Les cadres normatifs dans le Sud sont principalement religieux, rendant difficile pour les mouvements laïcs de défenses des droits, le fait de pénétrer ces sociétés. Les groupes religieux ont également eu d’avantage de succès à mobiliser en faveur des réformes sociales, ce qui amène à la question: les mouvements de défense des droits devraient-ils opérer plus comme une religion charismatique et évangélisatrice? English, Españolالعربية,

Le mouvement international des droits de l’homme a dans l’ensemble échoué à pénétrer dans la conscience des sociétés où les pires abus se produisent. Il reste principalement un projet élitiste de militants et de juristes utilisant un discours global plutôt que vernaculaire. En effet, les études suggèrent que, en dehors de l’Amérique Latine, les pauvres et les moins éduqués, même dans des pays où les médias sont ouverts, le connaissent peu. Leur cadre normatif est souvent religieux et non laïque ou juridique. 

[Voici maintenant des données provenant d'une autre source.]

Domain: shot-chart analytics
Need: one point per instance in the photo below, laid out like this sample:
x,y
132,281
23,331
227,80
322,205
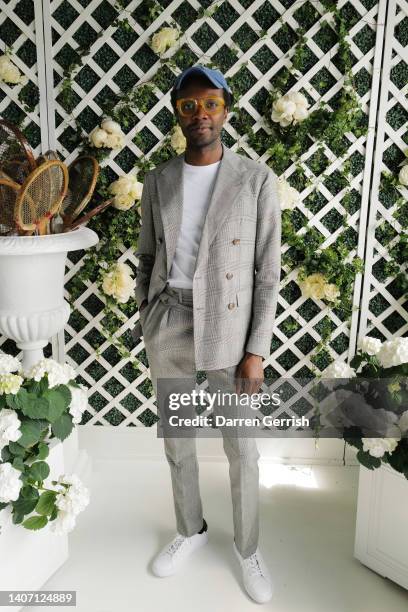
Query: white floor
x,y
307,536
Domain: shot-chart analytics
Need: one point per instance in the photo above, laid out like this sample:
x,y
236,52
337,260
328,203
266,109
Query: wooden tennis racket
x,y
83,174
40,196
16,156
85,218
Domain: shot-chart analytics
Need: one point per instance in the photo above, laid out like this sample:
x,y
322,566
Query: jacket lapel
x,y
229,182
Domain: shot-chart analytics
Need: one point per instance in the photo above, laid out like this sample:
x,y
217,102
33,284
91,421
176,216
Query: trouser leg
x,y
171,337
242,454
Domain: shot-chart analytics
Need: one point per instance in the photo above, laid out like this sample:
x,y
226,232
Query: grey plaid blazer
x,y
237,272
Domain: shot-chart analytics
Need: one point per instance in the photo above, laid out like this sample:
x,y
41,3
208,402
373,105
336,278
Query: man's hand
x,y
249,374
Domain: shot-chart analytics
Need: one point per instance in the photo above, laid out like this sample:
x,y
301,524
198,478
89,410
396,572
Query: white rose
x,y
369,345
178,140
378,446
313,286
79,402
119,283
9,73
98,137
9,364
338,369
10,384
331,292
9,427
403,175
393,352
112,127
164,39
290,108
288,195
10,483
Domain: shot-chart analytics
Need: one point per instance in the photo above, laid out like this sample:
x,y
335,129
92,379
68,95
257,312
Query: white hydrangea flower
x,y
126,189
313,286
79,402
109,134
369,345
164,39
58,374
10,483
9,364
9,427
289,197
338,369
70,502
10,384
119,283
178,141
393,352
112,127
331,292
377,447
290,108
9,73
403,175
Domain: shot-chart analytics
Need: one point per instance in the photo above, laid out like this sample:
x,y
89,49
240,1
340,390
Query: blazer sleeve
x,y
146,248
267,268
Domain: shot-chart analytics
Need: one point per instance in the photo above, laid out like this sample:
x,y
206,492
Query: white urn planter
x,y
381,541
32,305
32,310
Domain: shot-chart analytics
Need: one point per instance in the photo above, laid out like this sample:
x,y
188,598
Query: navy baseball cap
x,y
215,76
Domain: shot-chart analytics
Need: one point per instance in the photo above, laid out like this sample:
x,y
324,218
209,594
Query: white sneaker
x,y
176,552
257,580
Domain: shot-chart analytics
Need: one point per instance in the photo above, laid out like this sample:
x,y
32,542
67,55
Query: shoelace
x,y
253,565
175,545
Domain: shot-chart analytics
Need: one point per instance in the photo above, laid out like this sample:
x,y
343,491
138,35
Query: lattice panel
x,y
21,103
230,37
384,303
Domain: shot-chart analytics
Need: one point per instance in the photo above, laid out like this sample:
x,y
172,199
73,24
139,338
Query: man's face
x,y
212,123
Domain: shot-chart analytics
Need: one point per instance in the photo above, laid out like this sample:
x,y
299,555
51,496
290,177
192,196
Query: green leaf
x,y
26,501
31,432
39,471
62,427
57,403
43,451
46,503
33,406
35,522
16,449
18,464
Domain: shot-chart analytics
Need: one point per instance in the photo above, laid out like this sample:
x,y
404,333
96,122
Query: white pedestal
x,y
29,558
381,541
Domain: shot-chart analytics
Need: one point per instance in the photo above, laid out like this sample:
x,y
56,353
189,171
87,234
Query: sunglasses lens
x,y
188,106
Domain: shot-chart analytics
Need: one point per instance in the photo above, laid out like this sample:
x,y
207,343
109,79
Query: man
x,y
207,288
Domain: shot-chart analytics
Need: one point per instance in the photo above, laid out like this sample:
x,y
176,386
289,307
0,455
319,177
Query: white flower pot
x,y
381,541
32,305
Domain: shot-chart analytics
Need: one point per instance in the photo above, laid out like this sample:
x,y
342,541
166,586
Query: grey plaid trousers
x,y
167,324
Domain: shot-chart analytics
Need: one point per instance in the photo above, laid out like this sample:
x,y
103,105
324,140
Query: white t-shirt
x,y
198,184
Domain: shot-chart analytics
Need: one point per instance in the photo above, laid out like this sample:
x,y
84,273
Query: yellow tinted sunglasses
x,y
188,106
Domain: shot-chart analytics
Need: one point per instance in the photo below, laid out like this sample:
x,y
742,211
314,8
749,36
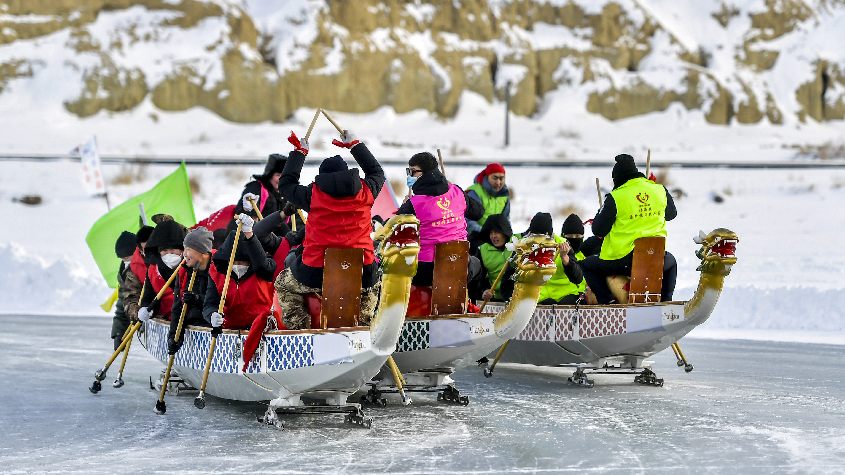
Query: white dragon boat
x,y
325,365
432,347
619,338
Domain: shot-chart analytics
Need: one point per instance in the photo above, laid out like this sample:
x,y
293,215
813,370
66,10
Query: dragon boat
x,y
439,337
323,364
618,338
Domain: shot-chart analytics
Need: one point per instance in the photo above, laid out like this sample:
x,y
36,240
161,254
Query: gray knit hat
x,y
199,240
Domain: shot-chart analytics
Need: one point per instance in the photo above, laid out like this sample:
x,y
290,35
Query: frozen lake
x,y
748,407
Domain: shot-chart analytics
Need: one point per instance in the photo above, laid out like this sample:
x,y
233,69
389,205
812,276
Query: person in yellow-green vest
x,y
568,270
493,255
636,207
490,190
567,284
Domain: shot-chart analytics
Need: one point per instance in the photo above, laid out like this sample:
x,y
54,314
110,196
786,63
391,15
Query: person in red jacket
x,y
250,291
340,205
163,254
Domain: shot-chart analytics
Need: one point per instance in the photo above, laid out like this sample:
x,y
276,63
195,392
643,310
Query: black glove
x,y
173,346
289,209
192,299
295,238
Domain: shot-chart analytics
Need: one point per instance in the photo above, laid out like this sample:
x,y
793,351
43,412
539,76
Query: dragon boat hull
x,y
597,335
324,365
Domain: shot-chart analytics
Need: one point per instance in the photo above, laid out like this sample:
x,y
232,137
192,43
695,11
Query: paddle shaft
x,y
220,309
255,207
176,338
313,121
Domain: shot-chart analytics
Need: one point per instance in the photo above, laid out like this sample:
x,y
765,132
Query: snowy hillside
x,y
787,283
741,79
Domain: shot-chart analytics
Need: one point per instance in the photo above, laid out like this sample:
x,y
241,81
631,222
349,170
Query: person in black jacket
x,y
264,190
197,257
541,223
424,178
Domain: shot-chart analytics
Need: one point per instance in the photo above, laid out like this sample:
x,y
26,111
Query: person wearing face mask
x,y
138,274
442,208
493,254
163,254
197,255
490,190
250,291
123,248
264,190
568,283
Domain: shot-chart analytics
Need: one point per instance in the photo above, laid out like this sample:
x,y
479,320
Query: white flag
x,y
92,176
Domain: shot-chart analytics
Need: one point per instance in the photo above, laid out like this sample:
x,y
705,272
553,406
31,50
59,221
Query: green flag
x,y
170,196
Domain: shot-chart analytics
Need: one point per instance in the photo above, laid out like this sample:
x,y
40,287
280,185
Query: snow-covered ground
x,y
789,282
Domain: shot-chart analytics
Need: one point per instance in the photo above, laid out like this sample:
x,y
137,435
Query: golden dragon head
x,y
717,252
399,245
535,255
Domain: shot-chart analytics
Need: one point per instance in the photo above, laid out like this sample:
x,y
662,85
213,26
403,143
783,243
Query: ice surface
x,y
746,408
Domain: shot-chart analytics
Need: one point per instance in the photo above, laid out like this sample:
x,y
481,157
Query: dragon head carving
x,y
399,245
535,253
718,250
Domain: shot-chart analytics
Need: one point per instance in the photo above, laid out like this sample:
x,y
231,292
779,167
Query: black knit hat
x,y
167,235
572,225
541,223
333,164
143,235
275,164
624,170
125,245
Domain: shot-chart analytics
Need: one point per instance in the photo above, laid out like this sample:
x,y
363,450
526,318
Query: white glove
x,y
144,314
246,222
216,319
246,204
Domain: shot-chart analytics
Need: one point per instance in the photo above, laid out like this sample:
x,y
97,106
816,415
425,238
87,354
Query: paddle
x,y
161,407
199,402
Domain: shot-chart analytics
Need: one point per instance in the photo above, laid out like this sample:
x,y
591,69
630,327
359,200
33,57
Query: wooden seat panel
x,y
647,270
449,283
341,305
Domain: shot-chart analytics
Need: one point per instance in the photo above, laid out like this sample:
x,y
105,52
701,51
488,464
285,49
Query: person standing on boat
x,y
134,283
636,207
264,190
340,205
250,292
493,254
490,190
123,248
197,255
567,283
566,261
443,210
163,254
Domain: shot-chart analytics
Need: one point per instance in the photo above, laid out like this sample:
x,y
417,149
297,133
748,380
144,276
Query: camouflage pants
x,y
292,301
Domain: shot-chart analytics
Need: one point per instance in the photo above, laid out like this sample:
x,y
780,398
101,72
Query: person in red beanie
x,y
490,190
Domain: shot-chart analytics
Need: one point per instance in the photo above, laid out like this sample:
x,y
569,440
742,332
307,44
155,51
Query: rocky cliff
x,y
249,61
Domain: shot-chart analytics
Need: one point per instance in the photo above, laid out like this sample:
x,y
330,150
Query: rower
x,y
340,206
636,207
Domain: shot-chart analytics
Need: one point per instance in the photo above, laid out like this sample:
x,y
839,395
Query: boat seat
x,y
341,298
449,282
646,281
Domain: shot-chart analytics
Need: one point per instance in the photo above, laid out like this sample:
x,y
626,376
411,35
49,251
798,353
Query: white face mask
x,y
239,270
171,260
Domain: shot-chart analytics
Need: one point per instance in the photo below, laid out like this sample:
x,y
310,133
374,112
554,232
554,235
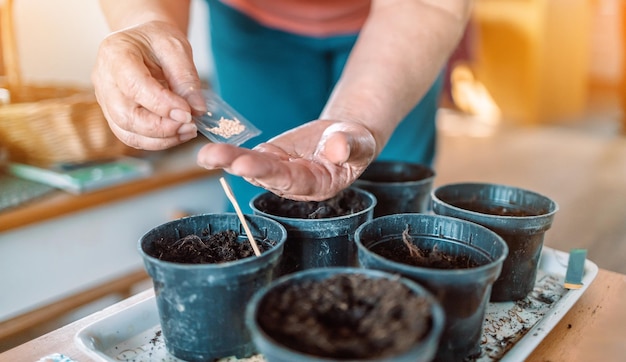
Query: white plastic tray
x,y
511,330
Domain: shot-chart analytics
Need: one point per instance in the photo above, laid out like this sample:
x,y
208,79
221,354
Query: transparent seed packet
x,y
220,123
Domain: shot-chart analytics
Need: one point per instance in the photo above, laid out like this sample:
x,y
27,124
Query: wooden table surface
x,y
594,329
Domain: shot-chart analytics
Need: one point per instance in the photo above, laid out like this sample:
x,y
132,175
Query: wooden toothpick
x,y
233,200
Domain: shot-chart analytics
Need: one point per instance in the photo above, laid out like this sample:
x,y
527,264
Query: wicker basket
x,y
49,124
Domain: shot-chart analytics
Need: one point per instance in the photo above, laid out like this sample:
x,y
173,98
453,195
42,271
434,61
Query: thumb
x,y
347,142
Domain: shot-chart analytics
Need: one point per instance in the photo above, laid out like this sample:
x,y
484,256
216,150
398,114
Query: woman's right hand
x,y
147,85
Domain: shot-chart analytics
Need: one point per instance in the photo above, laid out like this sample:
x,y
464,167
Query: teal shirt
x,y
279,80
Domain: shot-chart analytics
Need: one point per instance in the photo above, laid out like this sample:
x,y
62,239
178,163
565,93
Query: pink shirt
x,y
307,17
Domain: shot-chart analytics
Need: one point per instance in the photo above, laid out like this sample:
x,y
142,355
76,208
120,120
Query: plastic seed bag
x,y
220,123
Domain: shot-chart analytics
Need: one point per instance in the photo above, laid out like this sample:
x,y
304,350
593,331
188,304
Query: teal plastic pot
x,y
318,243
274,351
399,187
521,217
202,306
463,293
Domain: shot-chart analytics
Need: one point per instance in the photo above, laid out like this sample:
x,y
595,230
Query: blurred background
x,y
535,98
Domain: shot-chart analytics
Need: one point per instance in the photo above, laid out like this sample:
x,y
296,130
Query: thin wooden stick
x,y
233,200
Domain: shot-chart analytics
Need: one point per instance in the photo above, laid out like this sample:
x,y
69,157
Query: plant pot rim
x,y
465,272
484,185
370,196
262,259
425,180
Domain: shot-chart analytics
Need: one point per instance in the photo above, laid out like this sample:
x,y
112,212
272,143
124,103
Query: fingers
x,y
148,98
273,170
344,142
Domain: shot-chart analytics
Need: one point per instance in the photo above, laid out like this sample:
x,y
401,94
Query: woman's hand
x,y
312,162
146,83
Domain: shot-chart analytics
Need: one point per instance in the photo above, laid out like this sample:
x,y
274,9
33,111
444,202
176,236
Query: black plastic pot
x,y
521,217
201,306
273,351
399,187
316,243
463,293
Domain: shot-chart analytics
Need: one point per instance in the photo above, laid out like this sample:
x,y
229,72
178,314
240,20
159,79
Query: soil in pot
x,y
346,317
406,252
205,249
345,202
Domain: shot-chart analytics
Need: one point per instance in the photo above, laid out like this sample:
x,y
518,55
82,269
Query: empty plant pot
x,y
456,260
319,234
399,187
345,314
521,217
201,306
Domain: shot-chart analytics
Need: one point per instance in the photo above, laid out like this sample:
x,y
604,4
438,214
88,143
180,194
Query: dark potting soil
x,y
404,251
498,210
206,249
347,316
345,202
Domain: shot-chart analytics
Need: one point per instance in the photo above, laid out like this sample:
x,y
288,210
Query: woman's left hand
x,y
312,162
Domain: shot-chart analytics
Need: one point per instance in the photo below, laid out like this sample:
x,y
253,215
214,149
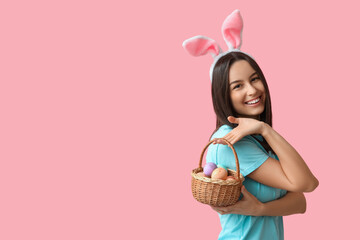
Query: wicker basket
x,y
214,192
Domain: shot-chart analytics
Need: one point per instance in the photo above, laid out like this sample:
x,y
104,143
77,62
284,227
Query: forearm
x,y
291,203
294,167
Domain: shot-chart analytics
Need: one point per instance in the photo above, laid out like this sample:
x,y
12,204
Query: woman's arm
x,y
294,167
291,203
290,172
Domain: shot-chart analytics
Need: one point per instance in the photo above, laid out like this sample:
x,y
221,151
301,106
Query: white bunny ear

Même quand les citadins se révoltent et vont dans la rue, ils manquent souvent de cohésion et de persévérance pour arriver à un résultat. En dépit des nombreux communiqués de presse des dirigeants des droits de l’homme du Caire, indiquant ce que les officiels égyptiens « devraient » faire, en juin 2012, les foules urbaines réclamant des réformes sur la place Tahrir se sont retrouvées face à un choix électoral entre les candidats d’un mouvement social islamiste intolérant et une junte militaire. Les Frères musulmans et les militaires pouvaient systématiquement encadrer les manifestations et les élections pour conquérir le pouvoir politique mais les mouvements de défense des droits ne le pouvaient pas. 

Snyder

 

Massive crowd fills Tahrir Square to mark the Egyptian uprising (January 2012) ElsamRezo/Demotix All Rights Reserved.

En se penchant sur les échecs des idées progressistes dans la plupart des pays du printemps arabe, certains militants des droits se sont demandés s’ils avaient raté le coche en échouant à mobiliser un grand mouvement populaire discipliné et cohésif. Alors que les Frères musulmans avaient une perception trop étroite de la manière de poursuivre leurs objectifs bien établis, les factions islamistes modérées et laïques pouvaient se joindre aux manifestations mais n’arrivaient pas à s’accorder sur un candidat de compromis.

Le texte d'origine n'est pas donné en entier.